# quiet people cant make it in a career?



## newgame (Aug 21, 2013)

.... well at least from my point of view.

it is really hard for people like me to climb in the corporate world, too many people are outgoing/extroverted/bold/initiative, and here I am only try to sit there at the small cubicle trying to keep my life simple, avoiding as much human contact as possible, basically in my own world. :no

Maybe I would prefer a job where I don't need to maintain my responsibility after work hours.. but the world just doesn't seems to work that way..


----------



## twitchy666 (Apr 21, 2013)

Good statement

I'm always the quiet boy in the corner in the office, who gets mocked and disliked.

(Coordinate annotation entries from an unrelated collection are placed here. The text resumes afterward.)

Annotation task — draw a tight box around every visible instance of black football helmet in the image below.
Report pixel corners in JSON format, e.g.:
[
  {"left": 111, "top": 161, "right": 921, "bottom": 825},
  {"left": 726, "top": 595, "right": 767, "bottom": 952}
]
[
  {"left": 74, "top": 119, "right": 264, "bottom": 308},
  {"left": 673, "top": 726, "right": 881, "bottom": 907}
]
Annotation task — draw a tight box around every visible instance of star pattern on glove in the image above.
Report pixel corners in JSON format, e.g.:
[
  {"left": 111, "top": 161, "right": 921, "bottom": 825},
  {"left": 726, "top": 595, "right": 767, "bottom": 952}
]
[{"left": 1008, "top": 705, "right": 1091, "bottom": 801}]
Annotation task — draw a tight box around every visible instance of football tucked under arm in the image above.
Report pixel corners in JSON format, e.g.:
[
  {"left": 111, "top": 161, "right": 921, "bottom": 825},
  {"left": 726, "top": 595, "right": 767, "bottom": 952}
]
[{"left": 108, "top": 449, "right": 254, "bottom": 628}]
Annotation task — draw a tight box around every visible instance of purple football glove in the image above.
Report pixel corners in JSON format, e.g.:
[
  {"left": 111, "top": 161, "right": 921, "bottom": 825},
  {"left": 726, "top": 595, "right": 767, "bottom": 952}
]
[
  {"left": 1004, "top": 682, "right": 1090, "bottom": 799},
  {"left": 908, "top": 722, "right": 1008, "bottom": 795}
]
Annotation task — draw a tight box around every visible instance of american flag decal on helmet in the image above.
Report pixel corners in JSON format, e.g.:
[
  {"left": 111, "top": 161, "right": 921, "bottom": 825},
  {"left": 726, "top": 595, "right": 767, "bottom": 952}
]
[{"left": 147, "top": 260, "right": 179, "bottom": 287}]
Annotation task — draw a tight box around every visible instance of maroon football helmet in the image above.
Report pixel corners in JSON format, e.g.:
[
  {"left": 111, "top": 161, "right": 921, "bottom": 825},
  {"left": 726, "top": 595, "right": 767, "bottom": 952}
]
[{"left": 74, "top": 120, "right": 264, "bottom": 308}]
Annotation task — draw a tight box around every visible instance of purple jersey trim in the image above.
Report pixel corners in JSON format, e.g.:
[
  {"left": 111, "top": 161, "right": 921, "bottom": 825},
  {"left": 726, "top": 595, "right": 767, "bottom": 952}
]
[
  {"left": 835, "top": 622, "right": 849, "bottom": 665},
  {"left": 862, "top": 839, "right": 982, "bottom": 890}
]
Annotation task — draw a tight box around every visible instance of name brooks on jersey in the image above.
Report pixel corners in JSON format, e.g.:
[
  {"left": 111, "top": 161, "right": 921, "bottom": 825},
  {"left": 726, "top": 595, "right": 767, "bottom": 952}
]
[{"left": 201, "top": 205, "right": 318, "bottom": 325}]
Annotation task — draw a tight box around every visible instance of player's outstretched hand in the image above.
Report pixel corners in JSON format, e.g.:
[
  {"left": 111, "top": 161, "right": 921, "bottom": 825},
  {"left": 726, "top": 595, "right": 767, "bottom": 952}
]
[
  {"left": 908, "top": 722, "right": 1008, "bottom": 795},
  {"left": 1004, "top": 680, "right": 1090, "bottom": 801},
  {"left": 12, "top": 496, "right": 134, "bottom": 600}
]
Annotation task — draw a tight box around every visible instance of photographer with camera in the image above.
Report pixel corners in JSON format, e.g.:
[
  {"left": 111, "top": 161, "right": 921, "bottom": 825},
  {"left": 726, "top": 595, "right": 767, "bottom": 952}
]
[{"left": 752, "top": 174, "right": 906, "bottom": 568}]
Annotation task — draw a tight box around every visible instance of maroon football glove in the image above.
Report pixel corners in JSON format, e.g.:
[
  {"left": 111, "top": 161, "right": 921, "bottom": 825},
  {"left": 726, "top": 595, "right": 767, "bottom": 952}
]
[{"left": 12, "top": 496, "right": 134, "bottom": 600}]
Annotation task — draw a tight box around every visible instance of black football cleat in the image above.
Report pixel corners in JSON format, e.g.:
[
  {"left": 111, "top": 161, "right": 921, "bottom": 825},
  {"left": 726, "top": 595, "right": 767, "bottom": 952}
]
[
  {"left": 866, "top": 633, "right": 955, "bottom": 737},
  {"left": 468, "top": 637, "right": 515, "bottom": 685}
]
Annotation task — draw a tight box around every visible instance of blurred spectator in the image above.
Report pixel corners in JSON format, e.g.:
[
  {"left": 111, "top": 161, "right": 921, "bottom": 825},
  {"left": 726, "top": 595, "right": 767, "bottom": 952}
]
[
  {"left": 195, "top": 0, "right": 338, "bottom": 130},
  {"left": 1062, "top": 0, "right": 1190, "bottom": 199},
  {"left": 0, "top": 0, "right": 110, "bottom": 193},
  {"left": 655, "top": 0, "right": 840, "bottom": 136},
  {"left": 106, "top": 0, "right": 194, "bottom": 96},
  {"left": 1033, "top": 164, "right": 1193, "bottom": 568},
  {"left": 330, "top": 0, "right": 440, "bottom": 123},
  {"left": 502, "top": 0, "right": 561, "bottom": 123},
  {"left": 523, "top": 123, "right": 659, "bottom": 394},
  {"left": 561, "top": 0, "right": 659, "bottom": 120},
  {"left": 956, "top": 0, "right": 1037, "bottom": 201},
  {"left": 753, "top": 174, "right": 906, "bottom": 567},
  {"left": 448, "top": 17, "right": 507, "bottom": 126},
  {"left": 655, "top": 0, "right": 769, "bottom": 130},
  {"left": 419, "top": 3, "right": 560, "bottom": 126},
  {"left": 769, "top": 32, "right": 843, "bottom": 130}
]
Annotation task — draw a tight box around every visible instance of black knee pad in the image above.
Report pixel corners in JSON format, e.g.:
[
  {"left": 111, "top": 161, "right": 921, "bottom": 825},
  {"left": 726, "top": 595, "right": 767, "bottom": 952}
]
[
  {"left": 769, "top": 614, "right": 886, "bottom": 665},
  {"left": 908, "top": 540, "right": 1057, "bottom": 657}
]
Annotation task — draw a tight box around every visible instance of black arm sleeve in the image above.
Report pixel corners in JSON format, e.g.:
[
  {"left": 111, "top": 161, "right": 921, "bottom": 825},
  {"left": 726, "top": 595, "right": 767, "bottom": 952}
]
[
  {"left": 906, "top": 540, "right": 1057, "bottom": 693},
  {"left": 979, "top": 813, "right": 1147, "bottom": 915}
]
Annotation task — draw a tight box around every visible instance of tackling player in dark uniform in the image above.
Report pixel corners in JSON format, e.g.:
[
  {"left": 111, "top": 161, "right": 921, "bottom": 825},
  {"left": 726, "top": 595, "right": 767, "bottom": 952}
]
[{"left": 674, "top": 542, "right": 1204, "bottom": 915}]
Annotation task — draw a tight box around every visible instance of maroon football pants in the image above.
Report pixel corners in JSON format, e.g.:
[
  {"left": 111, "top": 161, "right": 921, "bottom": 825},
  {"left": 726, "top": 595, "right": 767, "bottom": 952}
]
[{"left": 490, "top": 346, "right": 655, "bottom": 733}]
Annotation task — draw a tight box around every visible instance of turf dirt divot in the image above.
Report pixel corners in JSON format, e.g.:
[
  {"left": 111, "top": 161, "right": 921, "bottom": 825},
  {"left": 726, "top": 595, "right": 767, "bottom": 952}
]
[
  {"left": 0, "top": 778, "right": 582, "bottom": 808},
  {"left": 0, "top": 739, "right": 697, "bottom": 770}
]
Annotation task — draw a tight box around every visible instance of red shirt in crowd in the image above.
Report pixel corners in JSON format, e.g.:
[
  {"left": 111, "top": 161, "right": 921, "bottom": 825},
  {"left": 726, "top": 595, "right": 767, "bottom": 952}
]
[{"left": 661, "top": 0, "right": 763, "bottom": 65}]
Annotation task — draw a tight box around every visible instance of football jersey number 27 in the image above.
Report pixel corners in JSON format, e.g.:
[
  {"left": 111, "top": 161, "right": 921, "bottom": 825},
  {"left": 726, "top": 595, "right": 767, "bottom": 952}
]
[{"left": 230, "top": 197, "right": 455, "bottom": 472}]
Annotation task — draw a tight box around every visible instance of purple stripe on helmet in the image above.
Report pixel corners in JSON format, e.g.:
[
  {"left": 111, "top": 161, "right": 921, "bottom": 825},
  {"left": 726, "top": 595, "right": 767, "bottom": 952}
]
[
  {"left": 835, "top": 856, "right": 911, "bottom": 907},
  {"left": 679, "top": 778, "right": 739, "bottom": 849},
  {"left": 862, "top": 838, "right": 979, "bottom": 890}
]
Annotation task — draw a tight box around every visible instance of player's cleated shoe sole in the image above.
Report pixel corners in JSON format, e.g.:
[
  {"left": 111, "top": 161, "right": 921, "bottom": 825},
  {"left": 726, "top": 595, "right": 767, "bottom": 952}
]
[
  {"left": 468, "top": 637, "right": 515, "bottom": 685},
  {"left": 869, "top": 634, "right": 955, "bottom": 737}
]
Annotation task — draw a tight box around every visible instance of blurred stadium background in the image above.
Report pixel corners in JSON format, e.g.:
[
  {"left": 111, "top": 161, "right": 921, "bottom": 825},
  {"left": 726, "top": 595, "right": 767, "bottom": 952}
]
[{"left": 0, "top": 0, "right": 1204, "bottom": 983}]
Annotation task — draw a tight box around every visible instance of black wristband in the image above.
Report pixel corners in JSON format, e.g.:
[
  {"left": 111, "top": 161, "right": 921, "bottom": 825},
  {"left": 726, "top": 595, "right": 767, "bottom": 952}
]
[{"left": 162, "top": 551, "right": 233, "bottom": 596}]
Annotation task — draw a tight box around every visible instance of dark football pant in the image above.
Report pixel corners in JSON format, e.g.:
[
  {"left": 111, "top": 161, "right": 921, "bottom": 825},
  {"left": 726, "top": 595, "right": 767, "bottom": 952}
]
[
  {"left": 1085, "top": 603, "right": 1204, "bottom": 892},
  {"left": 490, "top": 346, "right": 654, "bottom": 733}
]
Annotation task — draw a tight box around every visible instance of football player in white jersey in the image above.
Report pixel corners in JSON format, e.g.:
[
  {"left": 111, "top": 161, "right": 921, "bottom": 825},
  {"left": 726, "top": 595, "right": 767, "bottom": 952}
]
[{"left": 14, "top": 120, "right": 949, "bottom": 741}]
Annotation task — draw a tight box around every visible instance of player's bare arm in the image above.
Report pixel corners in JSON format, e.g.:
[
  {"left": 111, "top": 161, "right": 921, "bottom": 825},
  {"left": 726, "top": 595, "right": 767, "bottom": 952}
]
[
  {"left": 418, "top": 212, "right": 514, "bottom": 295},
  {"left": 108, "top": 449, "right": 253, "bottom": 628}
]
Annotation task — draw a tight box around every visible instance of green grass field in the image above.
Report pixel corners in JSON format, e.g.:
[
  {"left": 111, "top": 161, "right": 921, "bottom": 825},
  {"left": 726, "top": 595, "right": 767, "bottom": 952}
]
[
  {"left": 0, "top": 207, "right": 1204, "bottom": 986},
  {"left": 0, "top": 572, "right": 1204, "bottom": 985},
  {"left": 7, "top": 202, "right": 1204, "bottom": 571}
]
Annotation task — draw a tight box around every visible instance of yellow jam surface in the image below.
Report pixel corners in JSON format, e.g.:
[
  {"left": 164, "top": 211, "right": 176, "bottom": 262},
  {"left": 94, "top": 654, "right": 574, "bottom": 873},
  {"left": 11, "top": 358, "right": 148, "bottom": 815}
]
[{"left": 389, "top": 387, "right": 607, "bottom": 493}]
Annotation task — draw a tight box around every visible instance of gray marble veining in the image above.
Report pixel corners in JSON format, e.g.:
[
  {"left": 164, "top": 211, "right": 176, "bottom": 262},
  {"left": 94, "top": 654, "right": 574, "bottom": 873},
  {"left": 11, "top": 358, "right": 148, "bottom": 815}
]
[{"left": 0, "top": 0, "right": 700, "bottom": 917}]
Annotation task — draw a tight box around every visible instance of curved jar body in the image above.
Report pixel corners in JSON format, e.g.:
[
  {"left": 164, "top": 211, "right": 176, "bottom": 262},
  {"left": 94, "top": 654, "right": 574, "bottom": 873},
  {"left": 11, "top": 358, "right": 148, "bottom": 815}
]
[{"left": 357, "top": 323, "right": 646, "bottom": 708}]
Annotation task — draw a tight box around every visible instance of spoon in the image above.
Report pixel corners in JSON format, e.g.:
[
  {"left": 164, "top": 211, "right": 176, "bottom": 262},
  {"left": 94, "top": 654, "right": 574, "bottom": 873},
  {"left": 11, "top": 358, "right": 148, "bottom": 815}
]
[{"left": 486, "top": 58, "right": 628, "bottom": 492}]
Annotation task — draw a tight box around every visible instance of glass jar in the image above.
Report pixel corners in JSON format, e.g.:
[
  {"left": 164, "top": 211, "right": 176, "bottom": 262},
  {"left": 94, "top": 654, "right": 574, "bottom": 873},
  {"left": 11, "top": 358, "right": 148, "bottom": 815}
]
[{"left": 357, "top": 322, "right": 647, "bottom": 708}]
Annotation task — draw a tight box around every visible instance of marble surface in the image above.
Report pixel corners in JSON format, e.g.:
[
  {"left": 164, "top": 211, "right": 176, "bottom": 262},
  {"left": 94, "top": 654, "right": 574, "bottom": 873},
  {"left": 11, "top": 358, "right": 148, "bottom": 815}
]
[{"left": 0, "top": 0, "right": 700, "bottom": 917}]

The big boss material people are made of psyches I can't understand. I think of everyone who shouts and has too low an iQ to be able to speak to. Simpletons. 

My confidence is in accusing people over grammar and what words mean, being very critical. No shouting, screaming. I gently approach extraverts talking softly with an occasional slam on their desk. Know this? Makes sense?! YES. NO?!

example:
Actually my plumber was here today to help as required.

I think he subtly mocks me for being an old granny. When fixes are done due to my leakage to the place below, he charges a fee, while he dismantled the toilet cistern and block the overflow pipe which caused horrible brown damp below. I say: I didn't make it leak! The apartments are designed by cowboys and I see floods coming out of the plastic pipe for each floor, all over the street.

I watch him doing everything. He seems a bit nervous as I ask questions - maybe like a boss checking his competency. I learn in offices as a priority - from a plumber - I'll do my fixes next time. He waves goodbye when he leaves. I detect his attitude towards me as an old granny, if he does jobs for them; maybe he sees my SA.

He demands money and I debate that. Who's the culprit.

A sent a text in the week to ask for a dripping tap problem. I hate using the phone His respons e was 'I'll pop in tomorrow' and sounds like a granny.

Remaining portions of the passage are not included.